One key element in melodramas seems to be the preciousness of first (or at least youthful) love. The grown-up audience watches the young lovers with nostalgia. Not that every viewer's first love met the same obstacles that beset the young lovers in Fuyusona--fatal accidents, amnesia, jealousy, deception, staunch family disapproval--but we all remember that moment a long time ago when we developed an earnest yearning for someone for the first time, and agonized, in our youthful awkwardness, not knowing what to do about it.
The adoration of youthful love is a cross-culturally found melodramatic ingredient, which is often exaggerated and prolonged by various dramatic devices. Family disapproval, for example, tears apart the devastated young lovers (think Romeo and Juliette), who are forced to make a hard choice between their families and each other, and to take a long detour until they are reunited (in case of Romeo and Juliette, only in their death).
Another important plot device is amnesia, which is, as translator and film critic Kiichiro Yanashita points out, a classic theme in melodramas everywhere, because it makes a love relationship necessarily lopsided and causes the male and female protagonists to keep missing each other at crucial moments.
In Fuyusona, amnesia does exactly that for the mid-section of the drama, from the moment the female protagonist encounters a man who so closely resembles her first love, who later turns out to be, indeed, her first love, who has suffered amnesia after an accident. Even after this fact comes to light, amnesia continues to haunt both the male and female protagonists, because his memory of the past remains incomplete.
These key melodramatic elements are, interestingly, all related to memory, which is always tinged with ambivalence. While we may feel nostalgic about the earnestness of young lovers that we (as middle-aged adults) no longer possess, we are also relieved in a way that we are past those agonizing moments.
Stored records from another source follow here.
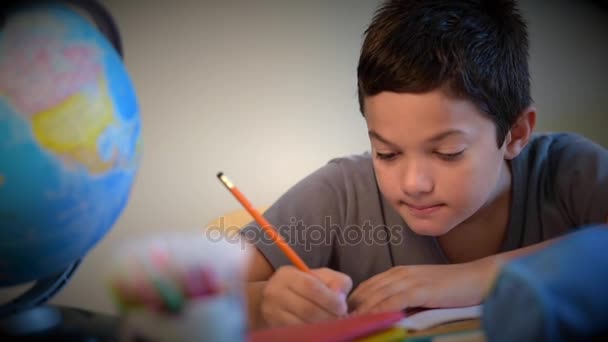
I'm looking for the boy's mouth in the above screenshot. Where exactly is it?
[399,201,445,215]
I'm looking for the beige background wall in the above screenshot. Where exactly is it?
[16,0,608,312]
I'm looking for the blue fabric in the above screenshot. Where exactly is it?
[482,225,608,341]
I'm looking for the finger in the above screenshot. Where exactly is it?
[370,288,428,312]
[287,274,348,317]
[313,268,353,294]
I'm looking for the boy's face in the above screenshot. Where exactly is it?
[364,89,509,236]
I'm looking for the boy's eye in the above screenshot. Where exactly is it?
[376,152,397,160]
[435,150,464,161]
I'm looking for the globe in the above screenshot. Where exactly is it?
[0,3,141,287]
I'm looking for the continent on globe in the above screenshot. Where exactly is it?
[32,77,118,173]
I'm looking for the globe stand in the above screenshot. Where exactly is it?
[0,260,119,341]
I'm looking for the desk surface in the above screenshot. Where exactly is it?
[407,319,486,342]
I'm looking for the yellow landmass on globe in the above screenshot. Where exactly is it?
[32,78,115,173]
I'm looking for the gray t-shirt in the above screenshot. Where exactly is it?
[241,133,608,288]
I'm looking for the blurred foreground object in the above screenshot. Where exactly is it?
[482,225,608,341]
[0,0,141,336]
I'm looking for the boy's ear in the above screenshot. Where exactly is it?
[505,106,536,159]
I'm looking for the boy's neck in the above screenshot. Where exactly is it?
[437,162,512,263]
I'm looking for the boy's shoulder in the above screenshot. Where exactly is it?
[515,132,608,168]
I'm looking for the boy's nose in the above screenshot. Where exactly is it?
[401,161,434,197]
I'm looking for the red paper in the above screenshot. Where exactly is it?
[249,311,405,342]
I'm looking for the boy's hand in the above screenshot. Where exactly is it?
[261,266,352,327]
[348,259,496,314]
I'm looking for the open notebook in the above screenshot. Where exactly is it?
[249,305,481,342]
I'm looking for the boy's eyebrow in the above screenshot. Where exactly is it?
[367,129,466,147]
[427,129,466,142]
[367,129,398,148]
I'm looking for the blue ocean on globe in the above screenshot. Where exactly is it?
[0,4,141,287]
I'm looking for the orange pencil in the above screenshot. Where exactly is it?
[217,172,310,272]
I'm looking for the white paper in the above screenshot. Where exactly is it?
[397,305,481,330]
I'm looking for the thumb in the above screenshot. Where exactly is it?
[312,268,353,296]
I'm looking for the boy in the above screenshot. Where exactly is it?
[242,0,608,327]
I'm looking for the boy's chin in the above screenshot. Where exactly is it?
[405,220,454,237]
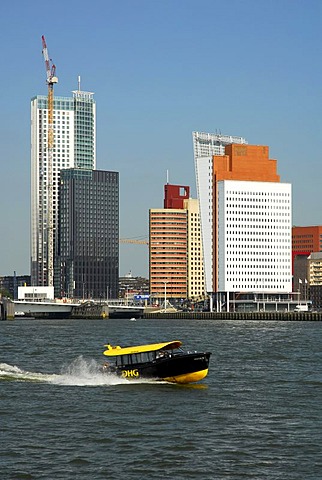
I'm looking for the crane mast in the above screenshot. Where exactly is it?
[41,35,58,286]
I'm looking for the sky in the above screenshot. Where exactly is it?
[0,0,322,277]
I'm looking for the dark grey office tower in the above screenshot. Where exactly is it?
[54,168,119,300]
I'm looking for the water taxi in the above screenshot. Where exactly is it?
[103,340,211,383]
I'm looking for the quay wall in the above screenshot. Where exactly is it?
[143,312,322,322]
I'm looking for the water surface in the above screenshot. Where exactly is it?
[0,319,322,480]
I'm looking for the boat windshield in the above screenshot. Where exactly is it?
[115,352,157,366]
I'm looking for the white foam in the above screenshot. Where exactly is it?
[0,356,160,387]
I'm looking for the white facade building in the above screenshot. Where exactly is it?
[31,91,96,285]
[217,180,292,293]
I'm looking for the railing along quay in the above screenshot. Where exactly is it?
[143,312,322,322]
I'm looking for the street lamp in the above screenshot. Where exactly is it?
[163,282,168,313]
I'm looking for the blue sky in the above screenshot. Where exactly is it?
[0,0,322,276]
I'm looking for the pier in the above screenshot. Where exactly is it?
[144,312,322,322]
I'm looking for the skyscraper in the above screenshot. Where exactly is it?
[55,168,119,299]
[195,140,292,293]
[31,90,96,285]
[149,184,205,300]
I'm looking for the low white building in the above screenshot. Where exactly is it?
[18,286,54,302]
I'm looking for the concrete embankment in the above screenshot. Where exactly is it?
[144,312,322,322]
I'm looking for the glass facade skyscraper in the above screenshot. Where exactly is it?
[30,90,96,285]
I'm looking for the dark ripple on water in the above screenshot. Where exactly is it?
[0,320,322,480]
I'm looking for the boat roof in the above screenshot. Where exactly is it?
[103,340,182,357]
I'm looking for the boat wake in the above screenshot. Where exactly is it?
[0,356,167,387]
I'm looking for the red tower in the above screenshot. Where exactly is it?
[163,183,190,208]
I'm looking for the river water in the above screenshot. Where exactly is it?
[0,319,322,480]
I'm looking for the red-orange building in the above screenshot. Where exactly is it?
[292,225,322,256]
[212,144,280,291]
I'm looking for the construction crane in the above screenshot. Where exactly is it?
[41,35,58,287]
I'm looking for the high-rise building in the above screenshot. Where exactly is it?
[55,168,119,299]
[149,208,188,299]
[31,90,96,285]
[149,184,204,299]
[292,225,322,255]
[194,142,292,293]
[183,198,206,300]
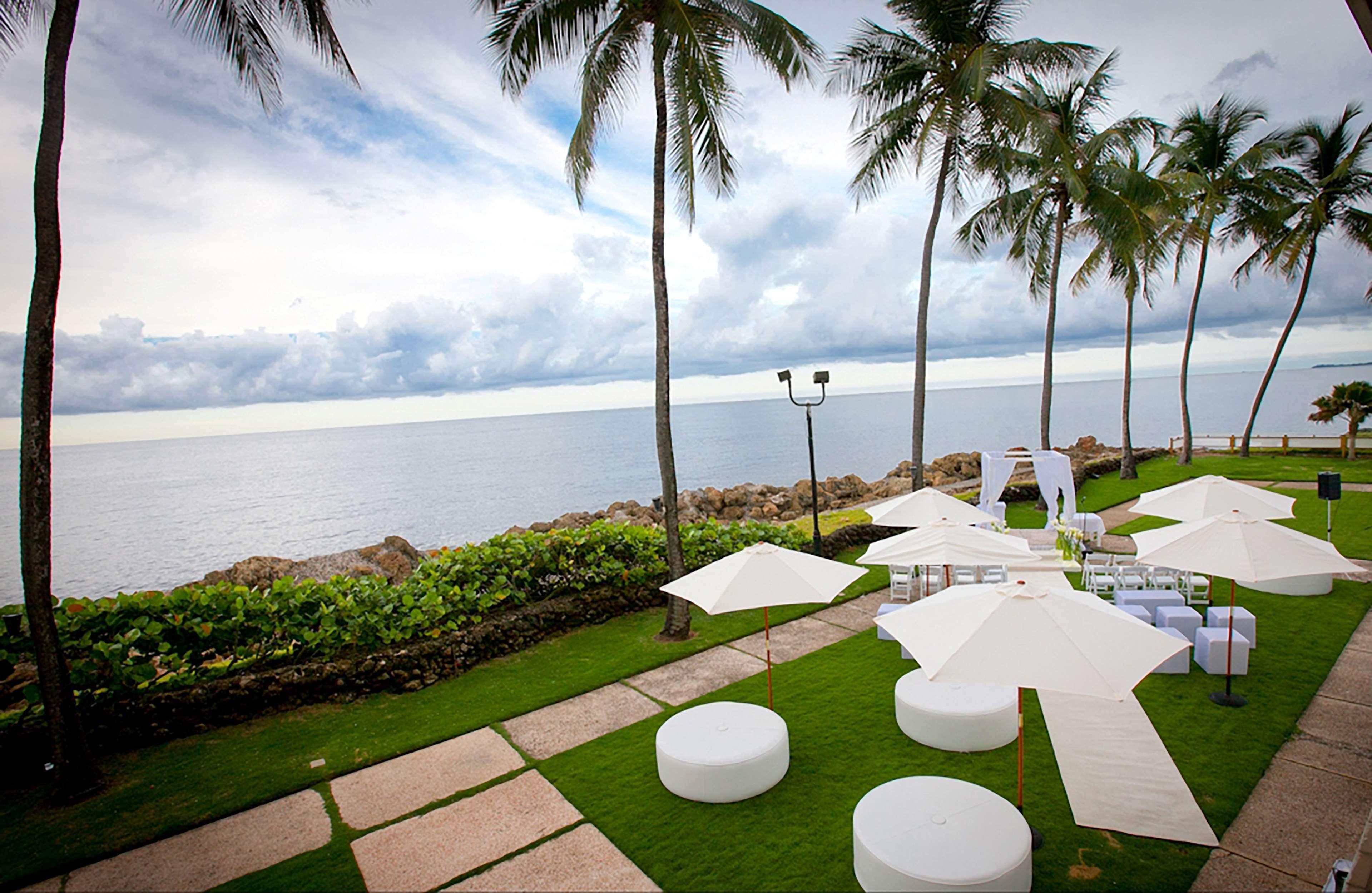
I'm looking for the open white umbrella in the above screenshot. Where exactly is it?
[877,582,1188,841]
[877,582,1188,839]
[661,543,866,708]
[867,487,996,527]
[857,520,1039,565]
[1129,475,1295,521]
[1133,510,1362,706]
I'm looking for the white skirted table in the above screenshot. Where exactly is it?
[896,669,1019,752]
[853,775,1033,890]
[657,701,790,803]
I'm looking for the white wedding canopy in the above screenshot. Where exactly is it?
[661,543,866,708]
[877,582,1189,839]
[1129,475,1295,524]
[980,450,1077,528]
[867,487,996,527]
[857,520,1039,565]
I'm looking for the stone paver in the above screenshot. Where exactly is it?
[1191,849,1320,893]
[1320,649,1372,708]
[329,728,524,829]
[447,824,660,893]
[811,589,904,632]
[66,790,332,893]
[504,682,663,760]
[353,771,582,890]
[1224,760,1372,883]
[624,645,767,706]
[730,617,856,664]
[1297,694,1372,748]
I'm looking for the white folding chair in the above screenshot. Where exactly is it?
[886,564,915,602]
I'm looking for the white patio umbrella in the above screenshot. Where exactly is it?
[877,582,1189,841]
[1133,510,1362,706]
[1129,475,1295,521]
[867,487,996,527]
[661,543,866,709]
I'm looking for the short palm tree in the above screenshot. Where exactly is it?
[486,0,822,639]
[1161,96,1276,465]
[1310,381,1372,462]
[0,0,357,797]
[1069,149,1174,480]
[1233,103,1372,455]
[829,0,1095,490]
[958,52,1163,450]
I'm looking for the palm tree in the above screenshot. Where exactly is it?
[829,0,1095,490]
[1161,96,1276,465]
[486,0,822,641]
[1069,148,1174,480]
[1233,103,1372,455]
[0,0,357,797]
[1310,381,1372,462]
[958,52,1163,450]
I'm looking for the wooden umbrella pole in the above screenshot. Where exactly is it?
[763,608,775,710]
[1015,686,1025,813]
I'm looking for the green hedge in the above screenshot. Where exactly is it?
[0,521,808,704]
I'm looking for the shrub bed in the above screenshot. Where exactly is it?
[0,521,807,706]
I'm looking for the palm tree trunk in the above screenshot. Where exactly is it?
[19,0,98,798]
[653,28,690,641]
[1039,191,1068,450]
[1120,298,1139,480]
[910,134,955,492]
[1239,232,1320,458]
[1177,228,1210,465]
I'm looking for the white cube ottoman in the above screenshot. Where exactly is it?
[1153,627,1191,674]
[1195,627,1248,676]
[853,775,1033,892]
[1115,589,1187,623]
[1205,606,1258,649]
[896,669,1019,752]
[657,701,790,803]
[1154,605,1200,645]
[1115,605,1153,627]
[877,602,910,642]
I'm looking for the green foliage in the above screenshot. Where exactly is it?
[0,521,808,700]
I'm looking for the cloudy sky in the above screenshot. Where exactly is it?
[0,0,1372,446]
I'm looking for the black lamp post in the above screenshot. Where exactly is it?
[777,369,829,556]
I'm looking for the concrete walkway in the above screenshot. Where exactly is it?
[1191,615,1372,892]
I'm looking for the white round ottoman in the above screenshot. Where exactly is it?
[896,669,1019,752]
[853,775,1033,890]
[657,701,790,803]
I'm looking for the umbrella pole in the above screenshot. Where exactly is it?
[763,608,774,710]
[1210,580,1248,706]
[1015,687,1043,849]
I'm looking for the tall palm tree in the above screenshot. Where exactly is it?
[956,52,1163,450]
[1233,103,1372,455]
[486,0,822,639]
[1310,381,1372,462]
[1161,96,1276,465]
[0,0,357,797]
[829,0,1095,490]
[1070,148,1174,480]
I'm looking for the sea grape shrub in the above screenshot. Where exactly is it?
[0,521,808,708]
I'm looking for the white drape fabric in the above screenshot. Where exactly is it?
[978,450,1019,513]
[978,450,1077,527]
[1033,450,1077,528]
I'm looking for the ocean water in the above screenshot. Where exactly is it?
[0,366,1369,604]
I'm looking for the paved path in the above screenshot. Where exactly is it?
[1191,613,1372,892]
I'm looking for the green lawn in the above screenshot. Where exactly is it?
[0,549,886,888]
[0,457,1372,889]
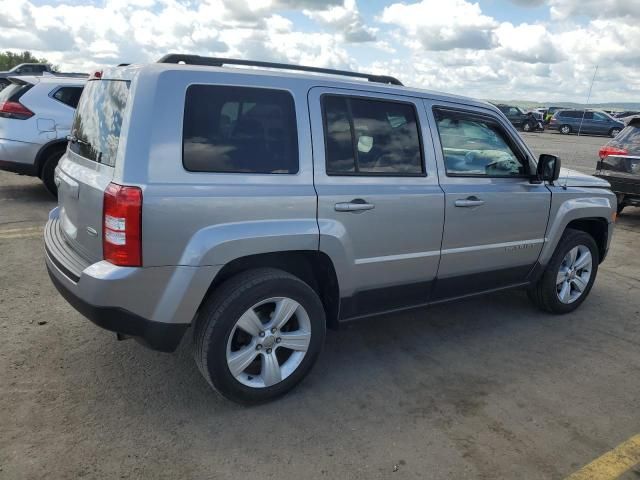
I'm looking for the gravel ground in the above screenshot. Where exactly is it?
[0,133,640,479]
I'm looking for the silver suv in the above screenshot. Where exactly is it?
[45,55,616,403]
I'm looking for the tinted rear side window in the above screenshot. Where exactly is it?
[69,80,129,167]
[609,122,640,155]
[53,87,82,108]
[182,85,298,174]
[322,95,424,176]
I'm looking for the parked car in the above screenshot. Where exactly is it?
[596,117,640,214]
[616,115,640,125]
[0,63,53,90]
[0,76,87,195]
[544,107,565,124]
[45,55,616,403]
[613,110,640,119]
[549,110,624,137]
[496,104,544,132]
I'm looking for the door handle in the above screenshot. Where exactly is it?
[455,197,484,208]
[335,198,376,212]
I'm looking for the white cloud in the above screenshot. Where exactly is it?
[0,0,640,101]
[304,0,376,43]
[380,0,498,50]
[496,22,566,64]
[548,0,640,20]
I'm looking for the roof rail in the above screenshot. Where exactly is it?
[158,53,402,85]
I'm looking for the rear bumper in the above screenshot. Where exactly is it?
[0,138,42,176]
[47,268,189,352]
[44,208,219,352]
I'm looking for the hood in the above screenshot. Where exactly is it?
[556,168,611,188]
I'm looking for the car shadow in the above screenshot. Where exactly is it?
[87,291,551,422]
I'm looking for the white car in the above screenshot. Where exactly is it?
[0,75,87,195]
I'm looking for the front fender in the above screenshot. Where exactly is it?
[540,187,616,265]
[180,218,319,266]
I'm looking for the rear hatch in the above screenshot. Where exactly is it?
[57,79,130,263]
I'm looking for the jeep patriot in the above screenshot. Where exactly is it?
[45,54,616,403]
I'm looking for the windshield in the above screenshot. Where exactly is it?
[69,80,129,167]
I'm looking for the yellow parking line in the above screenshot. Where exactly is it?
[565,434,640,480]
[0,226,43,240]
[0,225,43,234]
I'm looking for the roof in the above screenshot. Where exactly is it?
[102,59,497,111]
[8,75,87,85]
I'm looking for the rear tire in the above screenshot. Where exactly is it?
[194,268,326,404]
[40,150,64,197]
[527,228,600,314]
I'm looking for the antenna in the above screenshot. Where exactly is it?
[562,65,598,190]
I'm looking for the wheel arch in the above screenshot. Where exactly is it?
[565,217,609,263]
[198,250,340,329]
[540,194,616,265]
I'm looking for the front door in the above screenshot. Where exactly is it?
[425,102,551,301]
[309,87,444,318]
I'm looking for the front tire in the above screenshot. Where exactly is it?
[194,268,326,404]
[528,228,600,314]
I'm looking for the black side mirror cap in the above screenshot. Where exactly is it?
[536,153,562,183]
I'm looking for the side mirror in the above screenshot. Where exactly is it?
[536,153,561,183]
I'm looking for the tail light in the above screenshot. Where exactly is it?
[598,145,629,160]
[102,183,142,267]
[0,101,34,120]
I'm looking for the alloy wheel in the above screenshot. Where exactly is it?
[556,245,593,304]
[227,297,311,388]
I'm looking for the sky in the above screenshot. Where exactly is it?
[0,0,640,103]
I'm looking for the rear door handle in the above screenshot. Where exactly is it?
[455,197,484,208]
[335,198,376,212]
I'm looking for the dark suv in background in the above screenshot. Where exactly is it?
[596,117,640,213]
[496,104,538,132]
[549,110,624,137]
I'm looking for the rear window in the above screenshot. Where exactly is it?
[53,87,82,108]
[182,85,298,174]
[69,80,129,167]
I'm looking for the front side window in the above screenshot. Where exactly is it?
[434,109,528,177]
[322,95,424,176]
[182,85,298,174]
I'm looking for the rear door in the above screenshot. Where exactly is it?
[425,102,551,301]
[309,88,444,318]
[56,80,129,262]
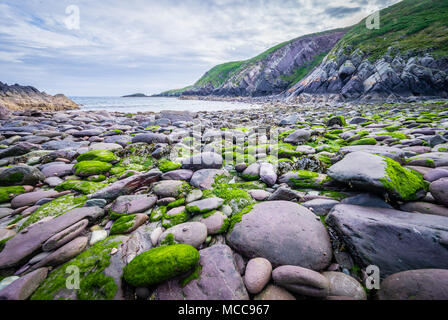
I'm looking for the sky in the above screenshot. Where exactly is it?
[0,0,398,96]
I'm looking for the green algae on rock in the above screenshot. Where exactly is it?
[55,180,107,195]
[159,159,182,173]
[31,237,121,300]
[350,138,377,146]
[110,214,137,235]
[76,150,118,163]
[0,186,26,203]
[20,194,87,230]
[73,161,112,177]
[380,157,428,201]
[123,244,199,287]
[280,170,330,189]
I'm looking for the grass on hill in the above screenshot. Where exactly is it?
[332,0,448,61]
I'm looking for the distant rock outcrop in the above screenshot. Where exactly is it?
[0,82,79,114]
[122,93,149,98]
[162,0,448,103]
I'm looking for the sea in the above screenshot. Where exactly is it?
[70,97,258,113]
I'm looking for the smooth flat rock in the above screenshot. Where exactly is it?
[244,258,272,294]
[0,268,48,300]
[0,207,104,269]
[227,201,332,270]
[89,170,162,201]
[326,204,448,277]
[11,190,59,209]
[378,269,448,301]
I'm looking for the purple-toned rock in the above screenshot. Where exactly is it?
[32,237,89,269]
[325,204,448,277]
[161,169,193,181]
[89,170,162,201]
[378,269,448,300]
[260,162,277,186]
[156,245,249,300]
[247,189,271,201]
[182,152,222,171]
[0,165,45,186]
[0,207,104,269]
[400,202,448,217]
[254,284,296,301]
[159,222,207,248]
[429,178,448,207]
[42,219,89,251]
[227,201,332,270]
[424,169,448,182]
[244,258,272,294]
[110,194,157,214]
[322,271,367,300]
[190,169,226,190]
[0,268,48,300]
[272,266,330,298]
[132,133,168,144]
[199,211,228,235]
[11,190,59,209]
[42,163,73,178]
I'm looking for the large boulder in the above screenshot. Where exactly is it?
[378,269,448,300]
[156,245,249,300]
[90,170,162,201]
[327,151,426,201]
[326,204,448,277]
[0,165,45,186]
[182,152,222,171]
[123,244,199,287]
[339,145,406,164]
[227,201,332,270]
[0,207,104,269]
[429,178,448,207]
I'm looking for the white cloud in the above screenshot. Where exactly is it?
[0,0,397,95]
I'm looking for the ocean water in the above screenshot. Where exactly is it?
[70,97,257,113]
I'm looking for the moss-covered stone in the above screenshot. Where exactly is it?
[76,150,118,163]
[74,161,112,177]
[20,194,87,230]
[123,244,199,287]
[149,206,166,222]
[31,237,121,300]
[55,180,107,194]
[166,198,185,210]
[110,214,137,235]
[159,159,182,172]
[289,170,329,189]
[0,186,25,203]
[162,210,190,229]
[376,132,408,140]
[203,183,254,213]
[350,138,377,146]
[380,157,428,201]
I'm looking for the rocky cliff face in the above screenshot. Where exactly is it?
[285,0,448,100]
[0,82,79,111]
[285,50,448,101]
[164,29,347,96]
[167,0,448,102]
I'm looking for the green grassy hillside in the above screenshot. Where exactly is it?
[332,0,448,60]
[194,28,344,88]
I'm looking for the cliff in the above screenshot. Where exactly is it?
[0,82,79,111]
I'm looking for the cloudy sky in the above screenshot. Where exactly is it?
[0,0,398,96]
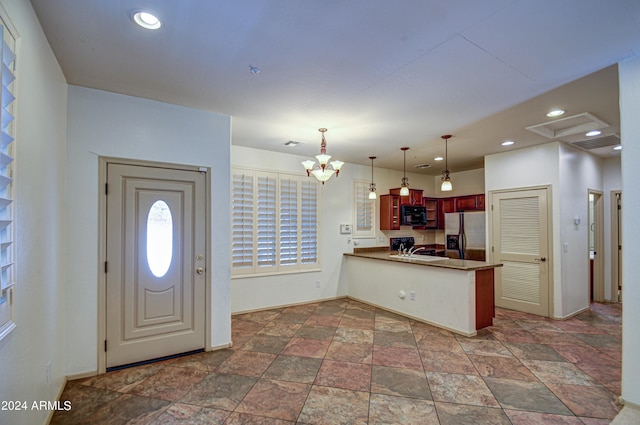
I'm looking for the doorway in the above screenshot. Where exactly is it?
[611,190,622,302]
[99,159,208,372]
[588,190,605,302]
[489,187,553,317]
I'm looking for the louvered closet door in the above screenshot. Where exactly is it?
[492,189,549,316]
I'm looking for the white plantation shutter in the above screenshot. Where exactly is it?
[300,179,318,264]
[0,17,16,339]
[280,178,298,265]
[353,180,376,238]
[256,175,277,267]
[231,173,254,269]
[231,168,320,275]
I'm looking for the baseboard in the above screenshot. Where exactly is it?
[44,376,67,425]
[65,370,98,381]
[553,306,591,320]
[231,295,348,316]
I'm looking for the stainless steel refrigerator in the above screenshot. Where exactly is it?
[444,211,486,261]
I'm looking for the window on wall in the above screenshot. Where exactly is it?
[0,9,17,339]
[353,180,376,238]
[231,168,320,276]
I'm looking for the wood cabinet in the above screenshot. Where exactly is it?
[380,195,400,230]
[438,193,485,229]
[389,187,424,206]
[454,193,484,211]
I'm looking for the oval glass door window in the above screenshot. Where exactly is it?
[147,201,173,277]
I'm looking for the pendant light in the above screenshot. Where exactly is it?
[440,134,453,192]
[369,156,378,199]
[302,128,344,184]
[400,148,409,196]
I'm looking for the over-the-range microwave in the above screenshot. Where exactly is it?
[400,205,427,226]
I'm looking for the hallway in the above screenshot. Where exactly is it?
[51,298,622,425]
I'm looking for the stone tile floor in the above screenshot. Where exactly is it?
[51,298,622,425]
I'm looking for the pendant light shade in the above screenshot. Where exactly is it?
[302,128,344,184]
[440,134,453,192]
[369,156,378,200]
[400,147,409,196]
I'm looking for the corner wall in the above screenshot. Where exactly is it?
[66,86,231,376]
[618,54,640,407]
[0,0,68,425]
[485,142,606,318]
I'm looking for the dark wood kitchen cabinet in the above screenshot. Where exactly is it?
[454,193,484,211]
[380,195,400,230]
[389,187,424,206]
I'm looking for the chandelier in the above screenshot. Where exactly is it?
[369,156,378,199]
[440,134,453,192]
[302,128,344,184]
[400,148,409,196]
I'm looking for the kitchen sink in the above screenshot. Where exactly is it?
[389,254,447,262]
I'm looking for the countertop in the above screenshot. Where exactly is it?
[344,248,502,271]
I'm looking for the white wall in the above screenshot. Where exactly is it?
[618,54,640,407]
[484,142,562,317]
[231,146,432,313]
[66,86,231,375]
[485,142,603,318]
[602,157,622,301]
[0,0,67,425]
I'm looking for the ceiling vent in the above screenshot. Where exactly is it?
[527,112,609,139]
[570,134,620,151]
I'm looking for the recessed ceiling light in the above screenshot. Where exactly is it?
[132,10,162,30]
[547,109,564,118]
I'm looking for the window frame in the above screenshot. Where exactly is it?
[351,180,378,239]
[0,5,20,340]
[231,166,321,278]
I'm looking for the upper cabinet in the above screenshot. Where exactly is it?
[380,195,400,230]
[454,193,484,211]
[438,193,484,229]
[389,188,424,206]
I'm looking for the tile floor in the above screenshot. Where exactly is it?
[51,298,622,425]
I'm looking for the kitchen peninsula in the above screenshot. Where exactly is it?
[343,248,502,336]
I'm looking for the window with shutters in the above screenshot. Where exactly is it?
[231,168,319,276]
[352,180,376,238]
[0,9,17,339]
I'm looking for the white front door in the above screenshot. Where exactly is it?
[491,188,550,317]
[105,163,206,368]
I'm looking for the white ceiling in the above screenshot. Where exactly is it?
[31,0,640,174]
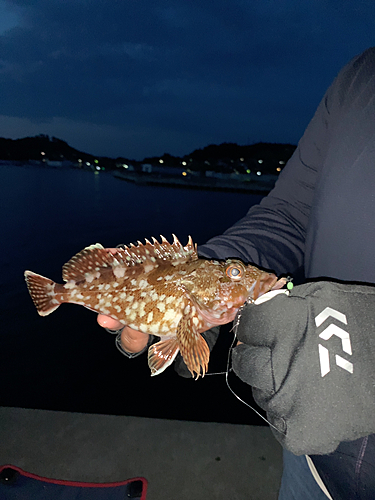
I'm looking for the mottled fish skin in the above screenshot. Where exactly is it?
[25,236,286,378]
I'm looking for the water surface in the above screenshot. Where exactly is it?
[0,166,268,423]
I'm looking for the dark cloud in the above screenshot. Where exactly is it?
[0,0,375,158]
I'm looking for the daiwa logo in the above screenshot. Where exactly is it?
[315,307,353,377]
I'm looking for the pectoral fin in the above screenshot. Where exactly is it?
[148,338,179,377]
[177,315,210,379]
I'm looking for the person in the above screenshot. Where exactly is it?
[98,48,375,500]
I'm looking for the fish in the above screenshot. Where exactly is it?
[24,235,286,379]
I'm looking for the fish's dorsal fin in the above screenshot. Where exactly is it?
[116,235,198,265]
[62,235,198,282]
[62,243,113,282]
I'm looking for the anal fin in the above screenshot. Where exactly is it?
[148,338,179,377]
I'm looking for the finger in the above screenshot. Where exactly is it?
[121,326,149,352]
[232,344,275,394]
[97,314,124,330]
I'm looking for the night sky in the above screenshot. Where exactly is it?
[0,0,375,159]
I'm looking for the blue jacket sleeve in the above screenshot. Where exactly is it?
[198,49,374,274]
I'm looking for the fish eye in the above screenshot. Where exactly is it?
[225,264,243,281]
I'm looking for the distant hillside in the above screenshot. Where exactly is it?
[0,134,296,174]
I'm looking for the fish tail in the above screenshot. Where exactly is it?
[25,271,60,316]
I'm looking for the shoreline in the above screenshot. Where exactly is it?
[113,172,277,195]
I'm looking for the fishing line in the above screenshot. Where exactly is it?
[206,299,285,434]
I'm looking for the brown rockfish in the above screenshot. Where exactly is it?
[25,235,286,378]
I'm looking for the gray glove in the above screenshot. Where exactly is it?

Family, the symbol of memory that stretches far beyond an individual, connotes intergenerational continuity, which is the most fundamental source of love and support and, at the same time, the biggest source of restraint and conflict standing in the way of individual fulfillment.
Losing memory is to lose one's self, but remembering, too, can bring a great deal of pain. And if memory is what makes us who we are, as suggested repeatedly in Fuyusona, then our own entire being is also infused with a sense of ambivalence.
@: Kurotani is an associate professor of anthropology and director of Asian studies at the University of Redlands in California.